Saturday, January 9, 2010

School Girl Crush

I’m the only person from my school on this train. It’s late, not a usual time for the commuter students to be going home from school but I had to stay late. Soft tennis practice always runs late when we’re getting ready for a tournament. I have a long way to commute, there’s a streetcar ride after this. But I’m alone. I take out my keitai and pretend to be texting someone. I hate just sitting on the train not looking like I’m doing something. I try to take out my books but I don’t want to read. I’m so tired that it seeps into my bones, allowing the motion of the train to occasionally toss me around like a rag doll. At the next stop there are more students, a different school, different seifuku*. I don’t know any of them but they seem to take up all the space in the train. They’re noisy, clearly all friends. I can tell by their bags that they are in the same club, soccer or some sort. They don’t have rackets so I can’t ask them if they’re even in the same club with me. It suddenly feels like there is no room in the train for me. I just slump down in my seat and crush myself, making myself smaller to make room for the hordes of genki* girls.
I don’t until I’m safely in my room, alone.
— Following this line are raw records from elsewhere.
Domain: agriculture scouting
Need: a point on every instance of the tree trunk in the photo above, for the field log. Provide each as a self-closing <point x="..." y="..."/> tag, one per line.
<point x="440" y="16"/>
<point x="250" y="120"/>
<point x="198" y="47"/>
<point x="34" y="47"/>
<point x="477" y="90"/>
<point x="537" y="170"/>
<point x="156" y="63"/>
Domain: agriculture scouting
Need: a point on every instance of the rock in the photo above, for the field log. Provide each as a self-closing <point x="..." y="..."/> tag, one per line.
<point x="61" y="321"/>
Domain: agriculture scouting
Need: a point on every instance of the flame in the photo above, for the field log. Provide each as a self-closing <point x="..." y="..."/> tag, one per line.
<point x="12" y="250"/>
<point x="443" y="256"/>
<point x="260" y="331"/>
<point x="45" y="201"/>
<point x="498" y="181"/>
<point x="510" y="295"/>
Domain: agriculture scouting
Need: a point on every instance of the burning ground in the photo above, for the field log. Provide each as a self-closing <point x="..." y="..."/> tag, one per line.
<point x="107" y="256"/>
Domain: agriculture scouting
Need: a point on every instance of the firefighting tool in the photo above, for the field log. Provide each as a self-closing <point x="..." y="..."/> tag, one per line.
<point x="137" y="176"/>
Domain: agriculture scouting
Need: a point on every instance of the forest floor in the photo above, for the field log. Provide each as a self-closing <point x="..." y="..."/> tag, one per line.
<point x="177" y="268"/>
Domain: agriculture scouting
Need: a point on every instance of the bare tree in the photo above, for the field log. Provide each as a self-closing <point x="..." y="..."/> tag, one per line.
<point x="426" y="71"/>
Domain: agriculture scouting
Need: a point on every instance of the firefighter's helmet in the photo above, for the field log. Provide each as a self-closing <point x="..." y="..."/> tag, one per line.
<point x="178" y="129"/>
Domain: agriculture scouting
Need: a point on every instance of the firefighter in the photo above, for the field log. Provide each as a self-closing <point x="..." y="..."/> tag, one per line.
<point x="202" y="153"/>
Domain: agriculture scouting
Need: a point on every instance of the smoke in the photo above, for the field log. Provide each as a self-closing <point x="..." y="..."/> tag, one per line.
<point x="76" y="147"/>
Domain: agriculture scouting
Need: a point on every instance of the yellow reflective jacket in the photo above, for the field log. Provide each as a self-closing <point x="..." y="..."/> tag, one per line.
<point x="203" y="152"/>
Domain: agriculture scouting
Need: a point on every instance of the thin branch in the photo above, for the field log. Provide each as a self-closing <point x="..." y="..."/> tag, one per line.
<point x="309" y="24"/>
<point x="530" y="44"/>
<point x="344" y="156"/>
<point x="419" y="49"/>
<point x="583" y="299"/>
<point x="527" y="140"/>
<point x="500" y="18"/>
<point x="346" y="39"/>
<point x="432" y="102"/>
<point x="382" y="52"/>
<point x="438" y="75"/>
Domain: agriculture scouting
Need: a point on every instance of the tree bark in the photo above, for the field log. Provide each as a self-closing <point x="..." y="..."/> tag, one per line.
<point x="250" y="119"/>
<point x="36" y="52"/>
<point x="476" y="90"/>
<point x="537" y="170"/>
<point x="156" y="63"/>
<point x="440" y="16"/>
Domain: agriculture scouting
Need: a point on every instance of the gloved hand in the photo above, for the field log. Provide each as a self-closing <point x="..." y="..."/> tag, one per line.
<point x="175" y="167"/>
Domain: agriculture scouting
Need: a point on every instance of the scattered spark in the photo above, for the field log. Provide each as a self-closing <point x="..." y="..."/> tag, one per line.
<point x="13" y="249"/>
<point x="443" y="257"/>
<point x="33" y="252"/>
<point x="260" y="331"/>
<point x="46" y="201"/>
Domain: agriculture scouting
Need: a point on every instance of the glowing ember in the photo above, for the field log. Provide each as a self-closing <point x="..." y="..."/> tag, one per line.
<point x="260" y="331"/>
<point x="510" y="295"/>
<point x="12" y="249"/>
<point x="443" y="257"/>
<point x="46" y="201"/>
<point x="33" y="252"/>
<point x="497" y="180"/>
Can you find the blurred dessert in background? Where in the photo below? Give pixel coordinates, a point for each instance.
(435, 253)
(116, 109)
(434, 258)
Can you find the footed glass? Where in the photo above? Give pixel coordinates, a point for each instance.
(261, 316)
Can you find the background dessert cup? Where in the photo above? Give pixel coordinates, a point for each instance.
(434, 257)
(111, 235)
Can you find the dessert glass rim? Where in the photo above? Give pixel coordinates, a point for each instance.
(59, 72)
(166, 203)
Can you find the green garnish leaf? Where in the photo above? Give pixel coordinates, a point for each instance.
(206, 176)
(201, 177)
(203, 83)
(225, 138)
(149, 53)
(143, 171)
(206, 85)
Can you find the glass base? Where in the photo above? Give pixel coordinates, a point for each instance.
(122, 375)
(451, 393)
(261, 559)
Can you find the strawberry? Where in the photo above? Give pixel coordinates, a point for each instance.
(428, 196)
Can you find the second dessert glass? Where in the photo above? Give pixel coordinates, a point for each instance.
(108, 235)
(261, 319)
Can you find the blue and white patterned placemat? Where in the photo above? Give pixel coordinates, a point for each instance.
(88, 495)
I eat dinner that’s a little cold, my mother is imploring my middle school brother to study so he can get into an exclusive all boys school. His school is closer, less of a commute. He could probably ride his bike there, surrounded by friends. I’m a little jealous. I think small, hoping that her ire won’t turn on me for not being home earlier to study. There are college exams, it’s always the press of exams. You take high school exams only to earn the privilege of taking college or company exams. You take college exams so that you can take company exams and not just be a temporary employee. And once you’re a permanent fixture, you don’t have to take formal exams but everyday feels like an exam.
More so now than ever, I feel crushed by everything around me. I have to do well in this tournament or all my practice will be useless. I have to do well on midterms or I won’t get to take college exams early. If I don’t take the exams early then I’ll be smothered by the agony of having to wait until February to take the exams. If I don’t do well on the exams, I’ll be a rounin. I have to be genki so my mother doesn’t hassle me about how my poor spirit will affect my grades.
I know I’m not the only one but I wonder if I’m the only one who feels crammed into a space that’s too small for her; who feels as if all the air is being squeezed from her lungs. Sometimes during cleaning time as I wring out the mop, I can’t help but feel sorry for it, having all it’s vitality wrung out of it. On days like that I am tempted not to ring out the mop in a display of solidarity, but I have to wring out the mop or Yamanaka-sensei will scold me.
But in my room no one will scold me. I give myself the 5 minute luxry of moving outside, of expanding to take up all the room, to make the universe exactly as I want it. It’s glorious but sad because I know it can’t last. I hear the footsteps of my mother’s slippers as they clomp up the stairs and the universe comes crashing down around me. The pressure starts again and I pour myself into my books, shutting my universe out.
Seifuku- school uniform
Genki- spirited, spunky, full of beans, upbeat, outgoing, healthy, you get the idea.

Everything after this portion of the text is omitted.